Oriana Fallaci is dead. She was a fearless journalist, who believed in speaking truth to power whatever the consequences. Perhaps it is more remarkable that she was killed by cancer rather than murdered for her views, for La Fallaci spoke out against Islam and its, as she saw it, invasion of the pusillanimous Europe of our post-secular, post-modern west.
She was threatened with several prosecutions for her views, but disregarded them all as readily as she did her own disease. Oriana Fallaci shows how a life ought to be lived: courageously, passionately, unafraid of death, unafraid of loneliness; standing up for the truth your reaason forces upon you. she could not see the world another way and would not shut up because others found it upsetting.

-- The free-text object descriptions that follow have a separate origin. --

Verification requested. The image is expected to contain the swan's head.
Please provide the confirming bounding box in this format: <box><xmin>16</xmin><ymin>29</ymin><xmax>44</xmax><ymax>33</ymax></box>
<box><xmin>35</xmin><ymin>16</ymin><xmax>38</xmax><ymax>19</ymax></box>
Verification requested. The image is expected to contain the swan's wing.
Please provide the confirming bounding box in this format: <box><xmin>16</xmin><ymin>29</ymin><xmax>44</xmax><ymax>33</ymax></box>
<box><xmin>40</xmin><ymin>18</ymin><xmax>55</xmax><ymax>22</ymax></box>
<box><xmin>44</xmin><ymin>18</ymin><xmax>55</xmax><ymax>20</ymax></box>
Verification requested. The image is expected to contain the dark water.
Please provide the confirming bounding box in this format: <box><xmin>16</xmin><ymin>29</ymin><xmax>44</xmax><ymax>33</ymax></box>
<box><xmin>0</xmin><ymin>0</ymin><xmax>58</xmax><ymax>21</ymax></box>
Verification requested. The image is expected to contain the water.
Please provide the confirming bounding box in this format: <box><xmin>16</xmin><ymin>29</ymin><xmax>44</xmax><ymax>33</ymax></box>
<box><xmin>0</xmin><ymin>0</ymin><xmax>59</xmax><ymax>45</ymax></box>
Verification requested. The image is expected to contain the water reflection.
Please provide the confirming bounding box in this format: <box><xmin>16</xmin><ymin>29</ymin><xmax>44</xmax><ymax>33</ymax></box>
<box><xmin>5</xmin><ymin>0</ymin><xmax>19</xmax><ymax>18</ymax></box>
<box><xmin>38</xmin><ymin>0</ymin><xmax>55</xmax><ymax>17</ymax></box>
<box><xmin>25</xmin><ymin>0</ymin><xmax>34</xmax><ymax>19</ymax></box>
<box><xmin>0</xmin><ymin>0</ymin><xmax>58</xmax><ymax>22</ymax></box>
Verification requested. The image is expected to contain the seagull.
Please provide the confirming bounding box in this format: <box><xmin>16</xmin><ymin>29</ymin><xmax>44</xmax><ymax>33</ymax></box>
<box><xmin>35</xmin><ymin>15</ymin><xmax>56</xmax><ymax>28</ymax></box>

Oriana Fallaci saw herself as Cassandra: wailing into the wind; right but unheard. We will see if she was right. We are left to our fate, and no one else will speak on this in quite the manner she managed. Yet it is a tremendous irony that even as she died, Benedict XVI should be tangled up in Islam and under threat of death for his critical comments. Oriana Fallaci had a long interview with the pontiff before her death, and she had great hopes in him, although herself an atheist. Now he has confirmed for himself just how impossible a dialogue with Islam is, will he take on her mantle. He will, at least, one hopes, say a prayer for her soul. She wouldn't have thought it necessary, but would have appreciated the honour.